Edirne’deki Özel bir hastanede görevli Mikrobiyoloji Uzmanı Dr. Adil Yılmaz kene ısırmalarını, yapılacak erken önlemleri ve Kırım -Kongo Kanamalı Ateşinin(KKKA) nin tarihçesine anlattı. Yılmaz, havaların ısınmasıyla halkın daha dikkatli olması gerektiğini dile getirerek, şunları söyledi:
“Keneler hayatlarını ektoparazit olarak sürdürürler ve kan emerek yaşarlar. Kan emmedikleri zaman yaşama şansları yoktur. İnsanlarda ve hayvanlarda hastalıklara neden olabilirler. Keneler genellikle bahar ve yaz aylarında aktif hale gelirler. Kış aylarında ise kuytu alanlarda saklanırlar. Keneler kan emerek hayatlarını sürdürürler. Vücutlarının yüz veya iki yüz katı kadar kan emebilirler. Bu süreçte, insanlara virüs bulaştırabilirler. Kene, yapıştığı yerde yirmi dört saat kadar kalabilir. Kan emme işlemi tamamlandıktan sonra kendiliğinden düşer, ancak bu süre zarfında hastalık etkeni olan virüsü insana bulaştırabilir. Kırım Kongo Kanamalı Ateşi (KKKA), kenelerden bulaşan bir hastalıktır. İlk olarak 1946 yılında Kırım’da, ardından 1956 yılında Kongo’da görülmüştür. Türkiye’de ilk vaka 2002 yılında Tokat’ta tespit edilmiştir. 2019 yılına kadar Türkiye’de toplam 10.800 vaka görülmüş ve bu vakaların 1.800 kadarı ölümle sonuçlanmıştır. Hastalığın ölüm oranı yüzde 3 ile yüzde 30 arasında değişmektedir. Erken teşhis ve tedavi ile ölüm oranı düşmektedir. Kene vücuttan çıkarılmak istenirse, bu işlemin uzman kişiler tarafından yapılması gerekmektedir. Kenenin yanlış çıkarılması, virüsün insana bulaşma riskini artırır.

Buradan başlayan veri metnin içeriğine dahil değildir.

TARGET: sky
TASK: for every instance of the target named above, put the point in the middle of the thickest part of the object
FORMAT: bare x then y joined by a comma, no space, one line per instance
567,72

Kene çıkarılırken kafasının kopmaması ve salgısını bırakmaması önemlidir. Kenelerin çıkartılması için sağlık kuruluşlarına başvurulmalıdır.KKKA belirtileri arasında ateş, halsizlik, baş ağrısı, yorgunluk, kas ağrıları, öksürük, bulantı ve kusma bulunmaktadır. Hastalığın ilerleyen dönemlerinde hemorajik kanamalar görülebilir. Erken teşhis ve tedavi ile hastalığın seyri kontrol altına alınabilir. Kenelerden korunmak için açık alanda çalışan çiftçiler, hayvancılıkla uğraşanlar ve doğa yürüyüşü yapan kişiler, vücutlarının çıplak yerlerini örtmeli, çoraplarını pantolonlarının içine almalıdır. Kenelerin sevmediği bazı gıdalar olsa da (portakal, limon, nane gibi), bu gıdalara güvenip korunmamak doğru değildir. Kene kovucu losyon veya kremler de yeterli koruma sağlamayabilir. Keneler çevre koşullarına son derece dayanıklıdırlar. 75 derecede inaktive olurlar, ancak tuzlu ve dondurulmuş suda yıllarca canlı kalabilirler. Kenelerin doğal düşmanları olan tavuk, bıldırcın ve güvercin gibi kanatlı hayvanları korumak da önemlidir”.